Il balbutia dans sa bouche quelques verbes sans compléments en évitant tous sujets ayant pour objet direct un rapport avec la quête qu'il l'avait conduit jusqu'ici.
Il était estomaqué, complètement abasourdi par le choc de ses mots. Il voulut ne jamais se réveiller tant il était halluciné par les ondes qui les lient dans la longueur de l'amour qui soudain l'inonde pour le frapper en plein coeur. Il souligne avec bonheur et inscrit en : MAJUSCULE, le ridicule et l'horreur de : Moi, j'irais voir ailleurs.

Il prit sa belle sur son dos et la porta jusqu'au lieu dit.
Même si tout ceci n'est qu'un rêve, il a la sensation de le vivre pour de bon.
Pourvu que personne ne le réveille. Faites que je dorme, faites que je reste endormi, se dit-il.
Pourtant, le jour n'a point d'entorse à ses habitudes et se lève déjà pour bousculer le doux matin par son ciel radieux. Après l'orage, c'est l'éclaircie, ne dit-on pas ?
Si tout bascule, chute et s'éteint, c'est que l'automne n'est pas loin. Et, c'est sur un tapis de feuilles tombées venues mourir à leurs pieds entre marron et orangé qui donnent le ton de cette journée, qu'ils vont, là dans ce jardin sous l'arche de pierre se mélanger fleuve et rivière loin des affres des lendemains et des curieux qui sont au lit.

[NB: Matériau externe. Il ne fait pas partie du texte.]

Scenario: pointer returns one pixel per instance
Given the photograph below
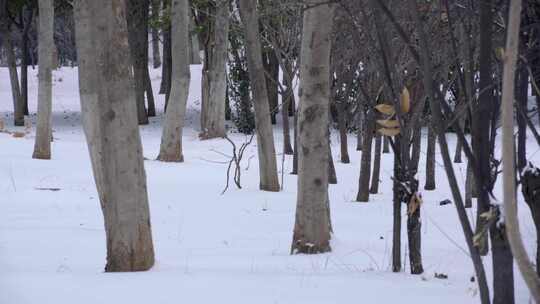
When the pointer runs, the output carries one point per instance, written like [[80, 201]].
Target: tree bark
[[312, 229], [265, 139], [215, 76], [156, 56], [109, 118], [430, 160], [509, 180], [375, 177], [365, 163], [42, 146], [171, 139]]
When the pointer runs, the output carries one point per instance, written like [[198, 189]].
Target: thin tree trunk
[[375, 177], [365, 163], [430, 160], [171, 139], [110, 124], [42, 146], [265, 139], [156, 56], [509, 178], [213, 100], [343, 133], [312, 229]]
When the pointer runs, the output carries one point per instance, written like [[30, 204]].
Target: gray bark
[[215, 76], [312, 229], [265, 139], [109, 117], [42, 146], [171, 140]]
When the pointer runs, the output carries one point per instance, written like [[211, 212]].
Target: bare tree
[[42, 147], [171, 139], [265, 139], [109, 118], [312, 229]]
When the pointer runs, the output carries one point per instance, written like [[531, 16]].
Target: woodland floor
[[213, 248]]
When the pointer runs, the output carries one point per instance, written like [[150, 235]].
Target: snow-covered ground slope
[[230, 248]]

Dans son étreinte, il lui promet aux jours nouveaux, de l'aimer jusqu'à la lie et si elle veut bien le porter, lui donner une progéniture en juillet. Enfant chéri qui dans ce monde qui lui fait le gros dos serait un beau pied de nez. Il ne s'embarrassa pas de questions inutiles, car après tout ce n'est qu'un rêve et plus dur sera le réveil. Mais les paupières se referment exténuées par la veillée. Alors, que sonnent les réveils pour le reste de la Galaxie, dans le silence ils font dodo côte à côte plongés dans l'ataraxie.